Grant is one of eight players brought into the Glasgow side for their first start this campaign and is raring to go as his side take on one of their toughest tests, facing Ulster in their first competitive match inside the rebuilt Ravenhill stadium.
When Grant last played, the scrum was determined by the way in which the two front rows came together - what was known infamously as the "hit". Now it involves a more gentle collision and a test of strength similar to that in a wrestling match. Grant cannot wait to get his first taste of it.
"The training sessions have shown it is still very full-on," he said. "The hit has been taken out of it, which takes a bit of the uncertainty away, but judging from the way the boys played last Friday in very wet conditions, the scrum did well. It stayed up a lot, was a lot more stable and we got a lot of good ball from it. On any other night, in those conditions, you would expect a lot of scrums to go down so I am going to stay positive and see how it goes in the game."
It is still far too early in the season to consider this a make-or-break match for Glasgow but, alongside the home game against Leinster seven days later, this fixture will establish the strength of their title challenge. Not only are the two Irish provinces the sides which fought out last year's RaboDirect Pro12 final, but Leinster won all three of their meetings with Glasgow last season and Ulster won three of the four encounters with the Scots in the league and Heineken Cup. A win at a ground where no Scottish side has won since 2009 would be a powerful statement of intent.

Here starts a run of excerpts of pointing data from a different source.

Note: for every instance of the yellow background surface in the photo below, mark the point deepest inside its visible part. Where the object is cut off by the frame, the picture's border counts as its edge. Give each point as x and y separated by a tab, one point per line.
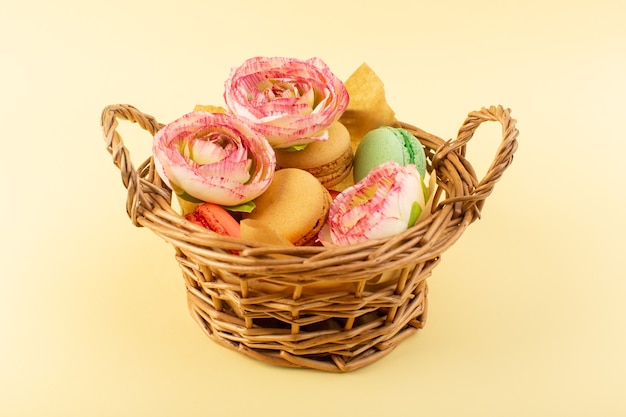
527	311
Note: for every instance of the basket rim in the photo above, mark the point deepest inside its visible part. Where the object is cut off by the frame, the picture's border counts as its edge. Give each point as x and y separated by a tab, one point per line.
150	202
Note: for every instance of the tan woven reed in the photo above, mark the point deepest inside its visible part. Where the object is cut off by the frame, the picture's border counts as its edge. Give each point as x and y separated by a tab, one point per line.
331	309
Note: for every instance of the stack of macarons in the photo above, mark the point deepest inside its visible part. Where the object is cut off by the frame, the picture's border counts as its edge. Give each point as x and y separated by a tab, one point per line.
296	204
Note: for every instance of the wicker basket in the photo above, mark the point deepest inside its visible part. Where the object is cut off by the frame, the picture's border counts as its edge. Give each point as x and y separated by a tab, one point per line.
331	309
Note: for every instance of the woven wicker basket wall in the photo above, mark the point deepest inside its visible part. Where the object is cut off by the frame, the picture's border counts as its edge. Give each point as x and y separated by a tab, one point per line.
331	309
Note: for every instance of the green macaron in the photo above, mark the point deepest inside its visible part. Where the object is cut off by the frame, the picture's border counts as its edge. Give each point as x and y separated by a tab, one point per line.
384	144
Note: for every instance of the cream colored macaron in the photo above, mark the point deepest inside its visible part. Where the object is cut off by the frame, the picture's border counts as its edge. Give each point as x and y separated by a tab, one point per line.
295	205
329	161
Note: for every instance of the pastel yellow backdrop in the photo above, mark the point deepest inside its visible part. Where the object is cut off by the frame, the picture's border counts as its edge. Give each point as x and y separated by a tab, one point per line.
527	314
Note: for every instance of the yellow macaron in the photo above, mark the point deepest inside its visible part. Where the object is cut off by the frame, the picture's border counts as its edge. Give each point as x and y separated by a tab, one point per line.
329	161
295	205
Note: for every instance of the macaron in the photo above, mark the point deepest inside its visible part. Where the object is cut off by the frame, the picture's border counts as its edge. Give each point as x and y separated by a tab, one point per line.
329	161
215	218
385	144
295	206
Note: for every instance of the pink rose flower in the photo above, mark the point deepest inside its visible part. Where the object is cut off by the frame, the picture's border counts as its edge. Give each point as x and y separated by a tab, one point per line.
386	202
290	101
214	158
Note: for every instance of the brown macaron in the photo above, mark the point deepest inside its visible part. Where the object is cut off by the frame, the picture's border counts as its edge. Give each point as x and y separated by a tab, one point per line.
329	161
295	205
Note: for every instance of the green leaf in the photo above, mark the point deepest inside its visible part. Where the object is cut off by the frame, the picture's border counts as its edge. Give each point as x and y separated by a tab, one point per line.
294	148
188	197
244	207
416	210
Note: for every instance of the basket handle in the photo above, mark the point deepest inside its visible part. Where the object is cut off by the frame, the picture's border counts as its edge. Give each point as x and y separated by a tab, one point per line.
145	187
480	190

Ulster are not as strong as they can be either. Unlike Glasgow, they are still resting their Lions, while Ruan Pienaar, the South African scrum-half, is still away on international duty and Andrew Trimble, the Ireland wing, yesterday became the latest to succumb to injury.
Glasgow are closer to full strength. Ruaridh Jackson is back at fly-half after helping change the pattern of the game when he came off in last week's win over Cardiff Blues. Interestingly, though, Gregor Townsend, the Glasgow head coach, has elected to stick an extra forward on the bench and use Hogg to cover at fly-half.
In the end, Hogg played more at No.10 than No.15 for the Lions in Australia, but Townsend is clear that he sees the player more as a full-back who can fill in other roles than as a long-term option for the pivot role. "The make up of our bench this week meant that we decided to put an extra forward in the set up in the knowledge that Stuart has played 10 and could step up there," said Townsend.
Part of the reason for that extra forward is that he does not have an out-and out lock replacement, with Al Kellock having injured an ankle last week - although scans have suggested that his ligament damage will only keep him out for a matter of a weeks not months - and Tom Ryder having picked up a head knock. James Eddie and Rob Harley could cover the role but Townsend is able replace the entire back row should the need arise.
It is a gamble he has taken before but one which has also backfired spectacularly, notably away to Northampton in the Heineken Cup last season when three injuries in the backs awas a factor in allowing the English club to come from behind to win the game and set the tone for Glasgow's dreadful European campaign.
Despite that experience, Townsend is hoping negotiations to save the Heineken Cup - with English and French clubs considering breaking away -will succeed in keeping the competition going. "We are all desperately hoping as players, coaches and supporters that the European cup is in existence next year," he said. "I have played in both Super Rugby and the European Cup and I know that the nations in the Southern Hemisphere really envy our club tournament, probably because of the proximity of all the nations and the fact that it is six different countries, which makes it a really exciting, varied tournament."